Relancé au sujet du suspense possiblement balayé à une semaine du final à Nice, Nicolas Guillé précisait: "Tout le monde sait que la troisième semaine est très difficile. On sait que Pogacar est le meilleur de tous. Quand il est bien, on sait qu'il peut faire la différence, même à la sortie d'un Giro. L'an dernier, il a été dans le mal sur une étape. Il suffit d'une étape... Il a pris du temps, il est avec une grosse équipe. Ça me paraît difficile de le détrôner mais il reste un humain. Il peut toujours se passer des choses dans la troisième semaine. Hier, la Visma s'est pris une claque. Aujourd'hui, ils ont voulu remettre les compteurs à zéro. Il faut s'attendre à ce qu'ils réagissent."
Là où beaucoup le jugent hors du coup pour le maillot jaune, la faute à la fois au niveau affiché par l’ogre de Komenda et à sa propre préparation tronquée liée à ses séquelles du printemps, les soutiens de Vingegaard rêvent encore de le voir transfiguré lors d’une troisième semaine théoriquement taillée pour lui, avec notamment l’étape d’Isola vendredi. "Sauf cataclysme, le podium ne devrait pas bouger", assure toutefois notre consultant Jérôme Coppel, pas étonné par le feu d’artifice proposé par Pogacar.
"Difficile de comparer"
"Il a eu quatre semaines entre le Giro et le Tour, c’est un bloc qui permet de récupérer et de refaire du jus. Je suis davantage surpris par le niveau de Vingegaard, qui n’a eu qu’un mois pour se réentraîner. C’est normal que Pogacar soit au-dessus. Il est plus fort que les deux dernières années, mais l’écart est un peu fossé par la forme physique de Vingegaard. J’aimerais voir un Tour de France avec les deux au top", appuie-t-il. Avant de développer sa pensée au sujet des éventuels doutes d’une partie du public et des observateurs.

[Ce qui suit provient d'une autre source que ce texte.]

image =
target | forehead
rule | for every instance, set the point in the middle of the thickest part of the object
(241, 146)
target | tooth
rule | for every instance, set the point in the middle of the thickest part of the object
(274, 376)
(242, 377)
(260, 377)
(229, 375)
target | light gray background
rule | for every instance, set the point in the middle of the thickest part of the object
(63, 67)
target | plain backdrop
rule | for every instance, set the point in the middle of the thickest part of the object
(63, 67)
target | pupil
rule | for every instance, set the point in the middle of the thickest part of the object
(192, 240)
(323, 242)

"Il faut se poser des questions. On ne vit pas dans les équipes, on ne sait pas ce qui se passe, mais se poser des questions ne veut pas dire accuser sans preuve ou à tort et à travers. Surtout, il faut faire dire les bonnes choses aux datas et donner les infos les plus complètes possibles. Quand j’entends samedi que Pogacar a mis deux minutes au record de l’ascension (au Pla d’Adet), c’est vrai, mais il faut préciser qu’ils sont 13 coureurs à avoir battu ce record. Il faut aussi préciser que les vélos font deux kilos de moins qu’avant, que les préparations sont plus spécifiques… C’est difficile de comparer des temps d’ascension entre des étapes qui n’étaient peut-être pas identiques, qui ne se sont peut-être pas courues de la même manière… C’est dans notre nature de comparer. Chacun peut se faire son idée, on peut ne pas être d'accord, mais est-ce qu’il faut ne plus croire au vélo? Je ne crois pas", répond Coppel.